10. “Inside Job” is the first of three documentaries in my Top 10. It's the least powerful but probably the most necessary since it goes into the whys and hows of the global financial meltdown, which most of us, including especially me, don't quite understand yet. The talking heads we want (Henry Paulson; Larry Summers) aren't talking, of course, but enough middle-management types, flattered to be asked, are. My favorite? Little Freddy Mishkin, tanned and suited up, who hems and haws through a series of questions, including one on a 2006 independent study he co-authored, for $125,000, for the Icelandic Chamber of Commerce. He called it “Financial Stability in Iceland.” This was just before the Icelandic economy collapsed disastrously. So now in his CV it's called “Financial Instability in Iceland.” When questioned on the switch, he responds with his usual grace: “Well, I don't know, if, whatever it is, is, the, uh, the thing—if it's a typo, there's a typo.” Review excerpt:
Most of us struggle to find something we’re good at, and for which we can get paid, and, if we’re lucky, we do this thing for 40 to 50 years until we can hopefully retire with a bit of comfort. And while we’re doing this thing, we’re putting our money, bit by bit, into a room, which is where other people, bit by bit, are putting their money, too. So there’s a huge pile of money in this room. Now there’s another group of people who are attracted to this room for the pile of money. They believe they can take that pile of money, our money, and turn it into a bigger pile of money, a lot of which will be their money. But while they’re doing this magic act, they don’t want anyone to watch. Because we can trust them. Because they are self-regulating. Because what could possibly go wrong?
9. I had problems with “The Ghostwriter,” particularly the ending, in which the Ghost (Ewan McGregor) figures it all out then gives it all up to his enemies, the faux-Bush administration, and dies two seconds later. It's as if U.S. government agencies are quick, coordinated and supersmart rather than the slow, clumsy battleships we know them to be. So I never thought this movie would make my top 10. It's the weight of it that finally won me over. It's the images that stayed in my head: the lone SUV, alarm blaring, on the ferry; McGregor next to the full-paned window revealing the dunes outside—making it appear he's half in the room and half out; the unsexy sex scenes; the investigation through GPS; the cold and the gray and the paranoia of it all. For all the problems with story, the feel of it was created by a true artist. Review excerpt:
In the 1970s, and in political thrillers such as “Three Days of the Condor,” the CIA was viewed as the automatic villain of the left for immorally, conspiratorially involving itself in everything. In the 2000s, the CIA was viewed as the automatic villain of the right for immorally, conspiratorially involving itself in nothing. Bushies outed CIA agents. That’s how crazy things got. In “The Ghostwriter,” the CIA, FBI and the faux-Bush administration all work together in super-smart, super-efficient fashion. As soon as perceived enemies appear they are struck down. One ponders the sad history of this past decade, particularly before and after 9/11, and thinks: Right.

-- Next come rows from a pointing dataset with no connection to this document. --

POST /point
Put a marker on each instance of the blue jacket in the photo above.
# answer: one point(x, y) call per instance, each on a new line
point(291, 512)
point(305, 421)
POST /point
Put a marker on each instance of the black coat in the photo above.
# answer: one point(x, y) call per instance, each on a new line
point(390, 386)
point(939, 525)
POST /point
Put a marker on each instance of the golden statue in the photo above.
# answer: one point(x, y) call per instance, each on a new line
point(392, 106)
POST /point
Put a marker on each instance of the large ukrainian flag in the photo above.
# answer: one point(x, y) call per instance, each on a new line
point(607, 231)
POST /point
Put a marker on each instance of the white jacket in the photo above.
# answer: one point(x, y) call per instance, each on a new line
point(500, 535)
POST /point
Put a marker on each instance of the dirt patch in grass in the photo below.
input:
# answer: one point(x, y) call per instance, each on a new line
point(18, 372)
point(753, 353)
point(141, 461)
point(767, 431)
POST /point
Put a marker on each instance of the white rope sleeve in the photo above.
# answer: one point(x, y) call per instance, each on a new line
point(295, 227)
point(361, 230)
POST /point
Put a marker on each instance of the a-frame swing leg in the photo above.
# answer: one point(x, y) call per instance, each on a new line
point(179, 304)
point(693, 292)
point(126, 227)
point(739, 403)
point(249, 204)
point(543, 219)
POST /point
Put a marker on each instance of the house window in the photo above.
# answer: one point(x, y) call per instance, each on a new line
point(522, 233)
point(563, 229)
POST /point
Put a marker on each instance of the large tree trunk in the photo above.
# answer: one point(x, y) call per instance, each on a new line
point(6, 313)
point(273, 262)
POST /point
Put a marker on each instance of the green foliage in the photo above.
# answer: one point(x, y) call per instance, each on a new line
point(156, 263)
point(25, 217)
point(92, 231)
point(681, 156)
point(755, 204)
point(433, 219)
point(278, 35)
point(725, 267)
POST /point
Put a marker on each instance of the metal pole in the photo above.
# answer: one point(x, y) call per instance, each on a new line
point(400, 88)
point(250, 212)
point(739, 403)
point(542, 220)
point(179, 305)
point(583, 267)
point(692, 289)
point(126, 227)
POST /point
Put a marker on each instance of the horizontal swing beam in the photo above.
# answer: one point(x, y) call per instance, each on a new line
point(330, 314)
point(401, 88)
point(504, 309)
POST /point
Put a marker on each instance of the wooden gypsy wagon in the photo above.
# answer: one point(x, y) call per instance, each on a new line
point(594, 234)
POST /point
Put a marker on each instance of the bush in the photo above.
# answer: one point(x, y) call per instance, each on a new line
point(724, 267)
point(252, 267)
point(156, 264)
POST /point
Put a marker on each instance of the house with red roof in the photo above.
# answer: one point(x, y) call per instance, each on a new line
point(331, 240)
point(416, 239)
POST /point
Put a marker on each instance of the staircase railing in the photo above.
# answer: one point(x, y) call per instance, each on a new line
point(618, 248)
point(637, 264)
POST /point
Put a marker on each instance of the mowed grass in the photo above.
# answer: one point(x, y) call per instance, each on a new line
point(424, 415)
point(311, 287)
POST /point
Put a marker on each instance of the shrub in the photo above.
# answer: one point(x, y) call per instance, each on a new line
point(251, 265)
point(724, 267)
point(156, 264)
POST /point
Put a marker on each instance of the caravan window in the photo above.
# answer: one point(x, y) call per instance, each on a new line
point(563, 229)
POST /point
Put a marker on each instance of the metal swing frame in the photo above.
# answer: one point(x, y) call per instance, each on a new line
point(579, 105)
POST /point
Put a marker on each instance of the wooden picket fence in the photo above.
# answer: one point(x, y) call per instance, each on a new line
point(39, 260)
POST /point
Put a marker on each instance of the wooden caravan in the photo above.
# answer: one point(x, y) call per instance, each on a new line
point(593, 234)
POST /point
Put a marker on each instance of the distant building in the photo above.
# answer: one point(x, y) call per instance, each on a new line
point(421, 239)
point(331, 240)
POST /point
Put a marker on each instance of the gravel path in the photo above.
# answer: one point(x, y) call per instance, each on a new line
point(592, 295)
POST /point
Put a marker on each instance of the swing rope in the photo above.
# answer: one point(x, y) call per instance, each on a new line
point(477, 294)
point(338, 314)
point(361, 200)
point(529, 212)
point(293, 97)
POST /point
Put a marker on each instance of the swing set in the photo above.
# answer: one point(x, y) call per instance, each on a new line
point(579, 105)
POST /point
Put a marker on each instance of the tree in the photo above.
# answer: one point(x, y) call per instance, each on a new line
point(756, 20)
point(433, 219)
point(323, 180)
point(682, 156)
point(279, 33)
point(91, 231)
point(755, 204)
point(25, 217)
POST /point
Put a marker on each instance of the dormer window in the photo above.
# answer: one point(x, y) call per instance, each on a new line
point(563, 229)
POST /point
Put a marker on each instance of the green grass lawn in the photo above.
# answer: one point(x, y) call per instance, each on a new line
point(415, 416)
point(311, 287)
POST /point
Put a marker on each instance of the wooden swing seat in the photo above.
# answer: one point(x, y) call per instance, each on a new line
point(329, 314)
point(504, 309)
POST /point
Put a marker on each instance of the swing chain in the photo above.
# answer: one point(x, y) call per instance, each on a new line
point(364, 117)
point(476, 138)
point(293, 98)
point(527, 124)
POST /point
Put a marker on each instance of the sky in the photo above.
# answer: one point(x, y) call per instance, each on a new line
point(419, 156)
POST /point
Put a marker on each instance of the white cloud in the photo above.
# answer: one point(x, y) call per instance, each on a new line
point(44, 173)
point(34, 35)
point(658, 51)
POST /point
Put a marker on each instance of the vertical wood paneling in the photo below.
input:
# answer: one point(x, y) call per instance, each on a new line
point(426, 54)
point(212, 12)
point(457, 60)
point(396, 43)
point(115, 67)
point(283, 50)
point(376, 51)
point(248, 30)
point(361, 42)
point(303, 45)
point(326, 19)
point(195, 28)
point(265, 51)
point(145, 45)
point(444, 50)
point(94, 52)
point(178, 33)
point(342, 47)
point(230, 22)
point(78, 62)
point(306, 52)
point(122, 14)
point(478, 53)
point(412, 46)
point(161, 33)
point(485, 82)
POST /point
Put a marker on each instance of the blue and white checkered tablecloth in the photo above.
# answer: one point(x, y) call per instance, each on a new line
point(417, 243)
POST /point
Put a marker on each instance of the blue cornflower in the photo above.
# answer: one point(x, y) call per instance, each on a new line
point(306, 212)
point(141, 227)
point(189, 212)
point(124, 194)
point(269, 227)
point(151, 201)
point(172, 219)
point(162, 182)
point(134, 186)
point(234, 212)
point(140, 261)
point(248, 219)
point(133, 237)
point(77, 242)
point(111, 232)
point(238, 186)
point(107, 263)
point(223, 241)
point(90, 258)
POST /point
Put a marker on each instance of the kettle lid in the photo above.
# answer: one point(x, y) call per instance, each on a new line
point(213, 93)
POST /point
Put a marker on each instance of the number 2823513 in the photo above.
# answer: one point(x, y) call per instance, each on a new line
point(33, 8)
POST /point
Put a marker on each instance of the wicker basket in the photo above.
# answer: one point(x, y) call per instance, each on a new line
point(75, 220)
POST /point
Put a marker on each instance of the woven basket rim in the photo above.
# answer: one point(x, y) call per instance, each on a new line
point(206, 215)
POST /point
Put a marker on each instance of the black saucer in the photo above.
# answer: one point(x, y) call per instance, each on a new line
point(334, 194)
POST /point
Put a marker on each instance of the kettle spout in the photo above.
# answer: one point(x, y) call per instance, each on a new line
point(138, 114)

8. There are two big reasons why “Black Swan” is on my list. Half an hour after watching it, I still had to remind myself to “breathe” because I'd barely breathed at all during the last half hour of the film. And I'd barely breathed during the last half hour of the film because director Darren Aronofsky, and star Natalie Portman, get you into the head of the main character, Nina, as well as Dostoevsky gets you into the head of Raskolnikov in “Crime and Punishment.” That's the realm of novels not movies. But Aronofsky is making it the realm of movies. Review excerpt:
No, Nina is hardly innocent. She’s covetous. Early in the film, after Beth Macintyre (Winona Ryder) trashes her dressing room when she learns she’s been summarily dismissed as prima ballerina of their New York ballet company, Nina sneaks in and sits at the vanity mirror and looks at herself and tries out Beth’s lipstick; then she pockets Beth’s lipstick. It seems a minor thing. Until later in the film when Beth is in the hospital and Nina brings out all the things, including diamond earrings, that Nina stole from her over the years. She’s been coveting the role of prima ballerina for years, and now it’s hers, but she can only see versions of herself ready to take it away again. She assumes the world is like her—we all do—and that’s why she’s paranoid. She knows how awful the desire to take.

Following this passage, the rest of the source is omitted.